Возмездие - Николай Кузьмин
Шрифт:
Интервал:
Закладка:
Став Генеральным секретарём и постепенно прибирая к рукам рабочий аппарат партии, Сталин первым делом наладил получение разнообразной информации. Он словно предвидел бурные сражения на поле власти. Ему требовалось знать о своих противниках буквально всё. И он этого добился. Болтливые, праздные, острословящие наперегонки обитатели верхних, властных этажей не принимали всерьёз угрюмого грузина в кителе и сапогах. Они привыкли относиться к нему всего лишь как к исполнительному чиновнику. Скажи такому — он всё сделает, исполнит, дважды повторять не нужно… Они тогда и не догадывались, какая гроза собиралась на их беспечные ветреные головы в этом человеке, накапливающем о каждом вороха разнообразных сведений. Впоследствии осведомлённость Сталина будет повергать их в настоящий шок, в столбняк.

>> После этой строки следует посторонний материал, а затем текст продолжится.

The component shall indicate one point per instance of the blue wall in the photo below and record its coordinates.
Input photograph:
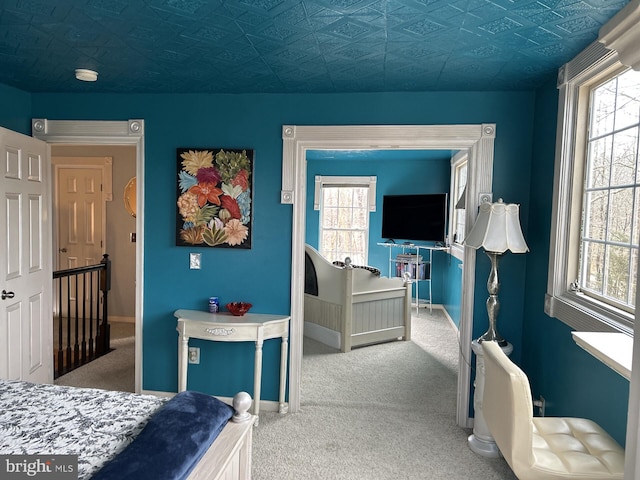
(15, 110)
(262, 275)
(452, 291)
(572, 382)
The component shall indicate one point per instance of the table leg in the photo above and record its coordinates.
(283, 373)
(257, 379)
(183, 361)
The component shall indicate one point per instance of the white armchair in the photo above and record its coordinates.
(541, 448)
(346, 307)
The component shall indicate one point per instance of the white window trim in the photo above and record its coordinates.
(339, 181)
(456, 249)
(562, 302)
(362, 181)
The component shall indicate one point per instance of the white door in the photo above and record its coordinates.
(80, 213)
(26, 325)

Сталин изучал эту ораву довольно близко. Их деятельность проходила на его внимательных глазах. Он знал почти всё и обо всех. О нём же никто из них, по сути дела, ничего не знал. Да и не хотел знать!
Вскоре они спохватятся, но будет уже слишком поздно…

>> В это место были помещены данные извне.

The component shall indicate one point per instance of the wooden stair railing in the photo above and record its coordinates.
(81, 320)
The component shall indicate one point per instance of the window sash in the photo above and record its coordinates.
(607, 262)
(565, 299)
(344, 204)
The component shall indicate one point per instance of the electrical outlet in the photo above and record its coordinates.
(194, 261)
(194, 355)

* * *Пули, выпущенные Каплан, были отравлены. Ленину казалось, что с тех пор недомогание его связано с ядом.
Свинец удалили, а неведомая стойкая отрава осталась и подтачивает организм. Никогда же не болел… да и не подошло ещё время немощей и болезней! Пятьдесят лет — разве это возраст для нормального мужчины?
Особенное беспокойство вызывала голова. Никогда он не испытывал таких острых головных болей. Прежде, до покушения, он был способен работать чуть ли не сутками. Небольшой отдых, короткий сон — и бодрость мозга восстанавливалась полностью. Теперь же после двух часов работы возникала боль в висках, наступала вялость, апатия, в глазах словно насыпали песку.

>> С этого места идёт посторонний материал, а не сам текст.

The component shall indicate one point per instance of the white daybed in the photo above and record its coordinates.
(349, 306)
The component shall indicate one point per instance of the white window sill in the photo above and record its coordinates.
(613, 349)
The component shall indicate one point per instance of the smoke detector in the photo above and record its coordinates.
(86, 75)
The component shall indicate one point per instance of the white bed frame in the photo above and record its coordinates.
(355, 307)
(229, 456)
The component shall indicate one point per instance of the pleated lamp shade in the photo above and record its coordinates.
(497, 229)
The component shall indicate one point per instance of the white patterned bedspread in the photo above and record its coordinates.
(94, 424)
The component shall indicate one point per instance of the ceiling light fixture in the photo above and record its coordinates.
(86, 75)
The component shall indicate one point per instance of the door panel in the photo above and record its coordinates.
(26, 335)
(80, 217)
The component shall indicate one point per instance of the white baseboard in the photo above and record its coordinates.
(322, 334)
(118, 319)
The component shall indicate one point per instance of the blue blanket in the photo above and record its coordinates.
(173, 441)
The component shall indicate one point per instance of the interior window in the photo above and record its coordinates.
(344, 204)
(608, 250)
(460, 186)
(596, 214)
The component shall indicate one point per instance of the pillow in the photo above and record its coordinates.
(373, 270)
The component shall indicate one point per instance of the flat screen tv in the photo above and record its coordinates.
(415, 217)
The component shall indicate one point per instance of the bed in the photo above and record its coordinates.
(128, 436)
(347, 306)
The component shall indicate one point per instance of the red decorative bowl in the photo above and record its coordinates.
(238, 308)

Кураре… Что-то индейское, из детских приключенческих книжек. Как его вымыть из организма, очиститься окончательно?
Недавно он попросил коменданта поставить в кабинете диванчик, отгородить его ширмочкой. Слабость накатывала внезапно, совершенно опускались руки. Он выбирался из-за стола и валился на диванчик. Блаженством было забыться хотя бы на минуту. Он ощущал физически, как мозг, отключившись, словно очищался от разъедающего яда утомления, а, очистившись, вновь обретал прежнюю работоспособность.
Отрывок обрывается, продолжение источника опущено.